3. Considérant que l’urgence justifie que soit prononcée la suspension d’un acte administratif lorsque l’exécution de celui-ci porte atteinte, de manière suffisamment grave et immédiate, à un intérêt public, à la situation du requérant ou aux intérêts qu’il entend défendre ; qu’il appartient au juge des référés d’apprécier concrètement, compte tenu des justifications fournies par le requérant, si les effets de l’acte litigieux sont de nature à caractériser une urgence justifiant que, sans attendre le jugement de la requête au fond, l’exécution de la décision soit suspendue ;

4. Considérant en premier lieu, que pour justifier de l’urgence qui s’attache à ce que soit ordonnée la suspension de l’exécution du décret du 5 février 2015, M. M…et autres se prévalent d’une présomption d’urgence résultant de la nature de l’établissement créé ; que, toutefois, la seule circonstance que le décret contesté entraîne un transfert de certaines compétences des membres au profit de la COMUE, lequel n’est au demeurant pas irréversible, ne saurait, à elle seule, suffire à ce que la condition d’urgence soit regardée comme remplie ;

5. Considérant, en deuxième lieu, qu’au titre des intérêts publics, M. M…et autres font valoir que le transfert de compétence au bénéfice de la COMUE prévu par les statuts en matière de valorisation de la recherche affecterait gravement l’activité des établissements membres en la matière ; que, toutefois, il ressort des termes mêmes des statuts que ce transfert ne concerne que les compétences en matière de valorisation de la recherche confiées à la société d’accélération du transfert de technologies (SATT) Lyon Saint Etienne, dont les actionnaires sont la Caisse des dépôts et consignations, le Centre national de la recherche scientifique (CNRS) et la COMUE  » Université de Lyon  » ; que ce transfert n’est pas de nature à priver les établissements membres d’autres compétences en matière de valorisation de la recherche ; qu’en outre, il ressort des pièces du dossier que le maintien de l’activité de la SATT, liée à la mise en oeuvre au niveau national du programme d’investissements d’avenir, correspond à une exigence d’intérêt général qui serait compromise par la suspension du décret contesté ; que les effets du décret contesté en termes de valorisation de la recherche ne sont donc pas de nature à caractériser une situation d’urgence ;

6. Considérant, en troisième lieu, que M. M…et autres soutiennent que l’entrée en vigueur immédiate du décret litigieux aurait pour effet de donner des compétences importantes à des instances manquant de légitimité démocratique ; que, toutefois, en admettant même, comme le soutiennent M. M…et autres, que les statuts de la COMUE  » Université de Lyon  » aient retenu des formes de représentation du personnel moins favorables que d’autres COMUE, une telle circonstance n’est pas de nature à caractériser l’urgence ; qu’au contraire la suspension du décret contesté aurait pour effet le maintien en vigueur, pour une période indéterminée, des organes de l’ancien PRES pourtant transformé en COMUE par l’effet de la loi, sans pour autant aller dans le sens des intérêts dont se prévalent les requérants ;

7. Considérant, par ailleurs, que M. M…et autres ne justifient d’aucun autre intérêt public précis qui serait de nature à caractériser l’urgence ; que, dès lors, la condition d’urgence ne saurait, en l’état, être regardée comme remplie ; que, par suite, sans qu’il soit besoin de statuer sur la fin de non-recevoir soulevée par la ministre de l’éducation nationale, de l’enseignement supérieur et de la recherche et par la communauté d’universités et établissements  » Université de Lyon « , la requête de M. M…et autres doit être rejetée.

O R D O N N E :

——————

Article 1er : La requête de M. M…et autres est rejetée.
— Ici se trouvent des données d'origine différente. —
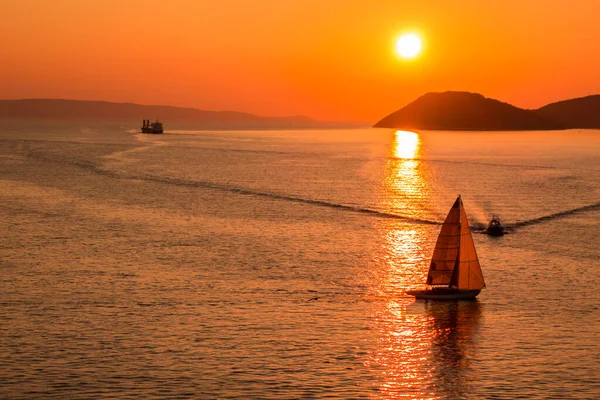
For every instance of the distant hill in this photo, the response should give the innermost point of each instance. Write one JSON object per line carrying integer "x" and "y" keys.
{"x": 190, "y": 117}
{"x": 583, "y": 112}
{"x": 466, "y": 112}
Article 2 : La présente ordonnance sera notifiée à M. E…M…, mandataire unique des autres requérants, au Premier ministre, à la ministre de l’éducation nationale, de l’enseignement supérieur et de la recherche et à la communauté d’universités et établissements  » Université de Lyon « .

Copie en sera adressée à l’association  » Démocratie et transparence à l’université de Lyon « , à M. N… P…, à M. O…R…, à M. G…J…, à M. O…A…, à Mme Q…F…, à M. B…C…, à M. O…K…, à M. I… L… et à M. D… H….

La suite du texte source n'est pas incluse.